Scheme 1: RAFT polymerization for the synthesis of poly(4-vinylbenzeneboronic acid) (PVBBA).

We have also been able to start to evaluate the potential of poly(4-vinylbenzeneboronic acid) as a pseudo-polyelectrolyte in multilayer films.  As with poly(4-vinylphenol), it was required to initially dissolve in an elevated solution pH then lower to the desired acidity.  Due to the low UV-Vis absorbance profile of the multilayered system, it was necessary to create the films on quartz slides.  The poly(allylamine hydrochloride)/poly(4-vinylbenzeneboronic acid) have an absorption spectrum with two distinct peaks at 200 and 230 nm (Figure 1) with a linear growth at all the assembly pHs evaluated (Figure 2).  The surface morphology (Figure 3) is similar to that of the poly(allylamine hydrochloride)/ poly(4-vinylphenol) system.  However, the thickness profile data are still being compiled with the PI’s collaborator, Dr. Todd Krauss from the Department of Chemistry at the University of Rochester.  Once the thickness has been determined we will analyze the conductivity of these systems (thickness measurements are necessary for determining conductivity) with the PI’s collaborator, Dr.

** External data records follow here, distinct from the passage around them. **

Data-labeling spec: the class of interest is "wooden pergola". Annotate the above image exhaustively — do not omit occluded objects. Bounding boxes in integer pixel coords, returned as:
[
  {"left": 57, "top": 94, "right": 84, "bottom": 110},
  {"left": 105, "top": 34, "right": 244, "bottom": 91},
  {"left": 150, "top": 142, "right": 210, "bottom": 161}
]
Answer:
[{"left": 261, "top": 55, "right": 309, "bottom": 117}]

Matthew Yates from the Department of Chemical Engineering at the University of Rochester.  It is envisioned that this work will soon be ready for publication.

Figure 1: Absorption profiles measured for PAH/PVBBA multilayered system deposited at pH 12.0 with 10, 20, 30, 40 and 50 layers.

Figure 2: Absorbance (at 230 nm) of PAH/PVBBA multilayer film systems measured after addition of new film layers created at a pH of 11.0, 11.5, 12.0.

Figure 3: AFM images showing film topography of PAH/PVBBA multilayered system created at pH 11 (a) 10, (b) 20, (c) 30, (d) 40, (e) 50 layers. The z-limits range from 200 to 300 nm.